İstanbul Atatürk Havalimanı'nın akıbeti ne olacak? Bakanlık ve İBB'den dikkat çeken iki farklı açıklama
İstanbul'un tarihinde önemli bir yere sahip olan Atatürk Havalimanı'nda pist kırma işlemleri başladı. Çalışmalar neticesinde 'İstanbul Atatürk Havalimanı'nın akıbeti ne olacak?' sorusu gündeme geldi. Soruya hem Ulaştırma Bakanlığı hem de İBB'den iki farklı açıklama geldi.
“ATATÜRK HAVALİMANI KORUNMALIDIR”
Kentin gelişimini kuzeye yönlendiren ve Kanal İstanbul gibi İstanbul’un geleceğini tehdit eden projelere gerekçe ve destek oluşturan İstanbul Havalimanı mevcut haliyle dondurulmalı ve büyümesi engellenmelidir. Şehrimizin gelecekteki olası kapasite ihtiyaçlarının Atatürk Havalimanı ile karşılanması mümkündür.

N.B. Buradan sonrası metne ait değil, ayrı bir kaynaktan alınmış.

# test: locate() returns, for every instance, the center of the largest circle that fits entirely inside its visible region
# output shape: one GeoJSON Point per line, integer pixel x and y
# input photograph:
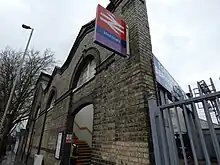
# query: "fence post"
{"type": "Point", "coordinates": [154, 109]}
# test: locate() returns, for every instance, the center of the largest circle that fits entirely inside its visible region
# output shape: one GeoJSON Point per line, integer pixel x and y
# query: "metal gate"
{"type": "Point", "coordinates": [177, 133]}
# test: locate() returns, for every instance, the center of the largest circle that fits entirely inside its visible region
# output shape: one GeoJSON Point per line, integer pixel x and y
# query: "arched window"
{"type": "Point", "coordinates": [87, 72]}
{"type": "Point", "coordinates": [51, 100]}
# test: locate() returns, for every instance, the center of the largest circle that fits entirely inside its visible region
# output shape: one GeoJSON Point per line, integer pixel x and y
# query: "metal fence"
{"type": "Point", "coordinates": [179, 147]}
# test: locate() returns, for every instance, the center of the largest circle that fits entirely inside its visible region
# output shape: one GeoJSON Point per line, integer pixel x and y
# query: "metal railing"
{"type": "Point", "coordinates": [190, 147]}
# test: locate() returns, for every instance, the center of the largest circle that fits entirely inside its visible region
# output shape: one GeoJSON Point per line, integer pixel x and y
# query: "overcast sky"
{"type": "Point", "coordinates": [185, 34]}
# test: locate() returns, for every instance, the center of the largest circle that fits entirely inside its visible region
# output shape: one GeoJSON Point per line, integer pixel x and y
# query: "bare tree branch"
{"type": "Point", "coordinates": [34, 64]}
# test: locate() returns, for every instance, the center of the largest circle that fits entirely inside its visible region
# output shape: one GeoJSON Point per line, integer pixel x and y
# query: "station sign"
{"type": "Point", "coordinates": [111, 32]}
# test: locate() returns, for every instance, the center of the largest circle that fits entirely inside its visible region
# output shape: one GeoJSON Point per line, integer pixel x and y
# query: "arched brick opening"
{"type": "Point", "coordinates": [88, 54]}
{"type": "Point", "coordinates": [74, 109]}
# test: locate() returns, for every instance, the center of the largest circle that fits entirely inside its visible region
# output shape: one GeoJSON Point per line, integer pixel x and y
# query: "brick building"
{"type": "Point", "coordinates": [99, 97]}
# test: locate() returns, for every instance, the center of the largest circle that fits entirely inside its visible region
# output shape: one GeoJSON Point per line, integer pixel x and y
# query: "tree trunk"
{"type": "Point", "coordinates": [6, 131]}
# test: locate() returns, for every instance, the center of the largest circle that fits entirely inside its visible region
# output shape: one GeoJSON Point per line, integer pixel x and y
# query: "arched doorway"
{"type": "Point", "coordinates": [83, 124]}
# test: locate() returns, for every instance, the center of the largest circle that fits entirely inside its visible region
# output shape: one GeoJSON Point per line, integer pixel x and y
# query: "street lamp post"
{"type": "Point", "coordinates": [16, 79]}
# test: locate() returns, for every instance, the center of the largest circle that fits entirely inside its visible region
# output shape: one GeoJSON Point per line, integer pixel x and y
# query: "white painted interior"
{"type": "Point", "coordinates": [84, 119]}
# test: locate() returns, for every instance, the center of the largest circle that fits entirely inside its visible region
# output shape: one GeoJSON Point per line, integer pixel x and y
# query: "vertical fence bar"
{"type": "Point", "coordinates": [168, 131]}
{"type": "Point", "coordinates": [212, 131]}
{"type": "Point", "coordinates": [190, 134]}
{"type": "Point", "coordinates": [217, 103]}
{"type": "Point", "coordinates": [211, 127]}
{"type": "Point", "coordinates": [195, 137]}
{"type": "Point", "coordinates": [154, 109]}
{"type": "Point", "coordinates": [201, 136]}
{"type": "Point", "coordinates": [174, 147]}
{"type": "Point", "coordinates": [199, 129]}
{"type": "Point", "coordinates": [181, 137]}
{"type": "Point", "coordinates": [164, 138]}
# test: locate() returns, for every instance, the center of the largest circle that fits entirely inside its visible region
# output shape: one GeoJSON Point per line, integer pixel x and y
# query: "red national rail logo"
{"type": "Point", "coordinates": [111, 32]}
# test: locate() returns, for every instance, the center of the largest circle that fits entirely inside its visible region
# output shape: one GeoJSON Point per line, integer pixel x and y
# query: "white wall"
{"type": "Point", "coordinates": [84, 119]}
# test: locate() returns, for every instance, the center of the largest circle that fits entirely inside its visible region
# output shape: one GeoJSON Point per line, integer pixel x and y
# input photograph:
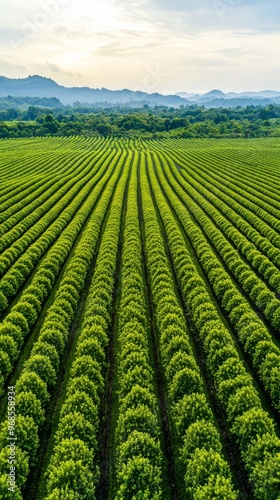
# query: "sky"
{"type": "Point", "coordinates": [164, 46]}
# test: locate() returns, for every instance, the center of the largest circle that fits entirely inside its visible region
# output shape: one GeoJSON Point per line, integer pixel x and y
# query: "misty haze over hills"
{"type": "Point", "coordinates": [41, 87]}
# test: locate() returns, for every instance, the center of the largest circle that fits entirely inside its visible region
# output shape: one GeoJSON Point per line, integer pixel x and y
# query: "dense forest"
{"type": "Point", "coordinates": [22, 119]}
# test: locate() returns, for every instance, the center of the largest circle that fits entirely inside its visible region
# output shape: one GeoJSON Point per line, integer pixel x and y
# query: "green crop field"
{"type": "Point", "coordinates": [140, 319]}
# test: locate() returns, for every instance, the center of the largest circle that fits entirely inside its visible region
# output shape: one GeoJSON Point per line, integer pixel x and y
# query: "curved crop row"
{"type": "Point", "coordinates": [259, 293]}
{"type": "Point", "coordinates": [77, 433]}
{"type": "Point", "coordinates": [256, 340]}
{"type": "Point", "coordinates": [251, 214]}
{"type": "Point", "coordinates": [37, 197]}
{"type": "Point", "coordinates": [138, 462]}
{"type": "Point", "coordinates": [262, 264]}
{"type": "Point", "coordinates": [58, 218]}
{"type": "Point", "coordinates": [39, 374]}
{"type": "Point", "coordinates": [197, 438]}
{"type": "Point", "coordinates": [23, 315]}
{"type": "Point", "coordinates": [248, 423]}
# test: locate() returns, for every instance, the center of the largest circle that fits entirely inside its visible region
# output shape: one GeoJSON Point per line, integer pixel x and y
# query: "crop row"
{"type": "Point", "coordinates": [263, 352]}
{"type": "Point", "coordinates": [259, 293]}
{"type": "Point", "coordinates": [263, 265]}
{"type": "Point", "coordinates": [247, 422]}
{"type": "Point", "coordinates": [57, 220]}
{"type": "Point", "coordinates": [39, 375]}
{"type": "Point", "coordinates": [197, 439]}
{"type": "Point", "coordinates": [76, 438]}
{"type": "Point", "coordinates": [24, 314]}
{"type": "Point", "coordinates": [256, 217]}
{"type": "Point", "coordinates": [138, 455]}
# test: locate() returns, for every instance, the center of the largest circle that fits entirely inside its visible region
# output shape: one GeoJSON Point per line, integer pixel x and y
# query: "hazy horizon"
{"type": "Point", "coordinates": [148, 45]}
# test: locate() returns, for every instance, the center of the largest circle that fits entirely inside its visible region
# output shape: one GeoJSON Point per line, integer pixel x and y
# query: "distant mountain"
{"type": "Point", "coordinates": [45, 88]}
{"type": "Point", "coordinates": [38, 86]}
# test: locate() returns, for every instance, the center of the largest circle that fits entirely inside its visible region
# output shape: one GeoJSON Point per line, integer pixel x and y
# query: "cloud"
{"type": "Point", "coordinates": [176, 45]}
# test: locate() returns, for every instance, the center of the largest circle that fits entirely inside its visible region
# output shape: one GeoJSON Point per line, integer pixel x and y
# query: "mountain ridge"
{"type": "Point", "coordinates": [44, 87]}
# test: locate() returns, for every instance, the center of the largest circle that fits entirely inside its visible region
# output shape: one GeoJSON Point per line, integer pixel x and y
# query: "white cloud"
{"type": "Point", "coordinates": [153, 45]}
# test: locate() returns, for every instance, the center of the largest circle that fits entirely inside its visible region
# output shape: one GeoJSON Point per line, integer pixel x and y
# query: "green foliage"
{"type": "Point", "coordinates": [139, 480]}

Atatürk Havalimanı’na da yeşil alanlara da ihtiyacımız var. Atatürk Havalimanı İstanbul'un destekleyici havalimanı olarak korunmalı, hem merkezi idarenin ve hem de yerel idarelerin kaynakları ve işbirliğiyle kentin kuzeyi ve çeşitli vadileri insanlarımızın hizmetine kazandırılmalıdır.
Atatürk Havalimanı, İstanbul Havalimanı ve Sabiha Gökçen Havalimanı ile İstanbul sivil havacılık altyapısının önemli ve güçlü bir parçasıdır. İstanbul’un gelecekte ihtiyaç duyacağı havayolu ulaşım kapasitesinin karşılanmasında yaklaşık %28’lik bir pay alabilecektir.
“3 HAVALİMANININ BİRBİRİYLE ENTEGRE VE VERİMLİ ÇALIŞMASI MÜMKÜNDÜR”
İstanbul Havalimanı mevcut 90 milyon/yıl yolcu kapasitesiyle 200 milyon yolcu/yıla göre planlanan alanının yalnızca yüzde 50’sini gerçekleştirmiş durumdadır. Diğer etapların gerçekleştirileceği alanda mevcutta doğal alanlar, orman alanları bulunmaktadır. Dolayısıyla ilk yapılması gereken İstanbul Havalimanı’nın genişleme etaplarının durdurulması ve iptal edilmesidir. Zaten projelendirilmiş olan Sabiha Gökçen Havalimanı genişleme etabı tamamlanmalı ve İstanbul’da toplamda 150 milyon yolcu/yıl kapasiteye ulaşılmalıdır.
Atatürk Havalimanı, İstanbul Havalimanı ve Sabiha Gökçen Havalimanı doğru bir teknik planlamayla kurulacak uçuş koridorları ile beraber çalıştırılabilecektir. Birden fazla havalimanına sahip çok sayıdaki dünya kentleri bu konuda örnek alınmalıdır.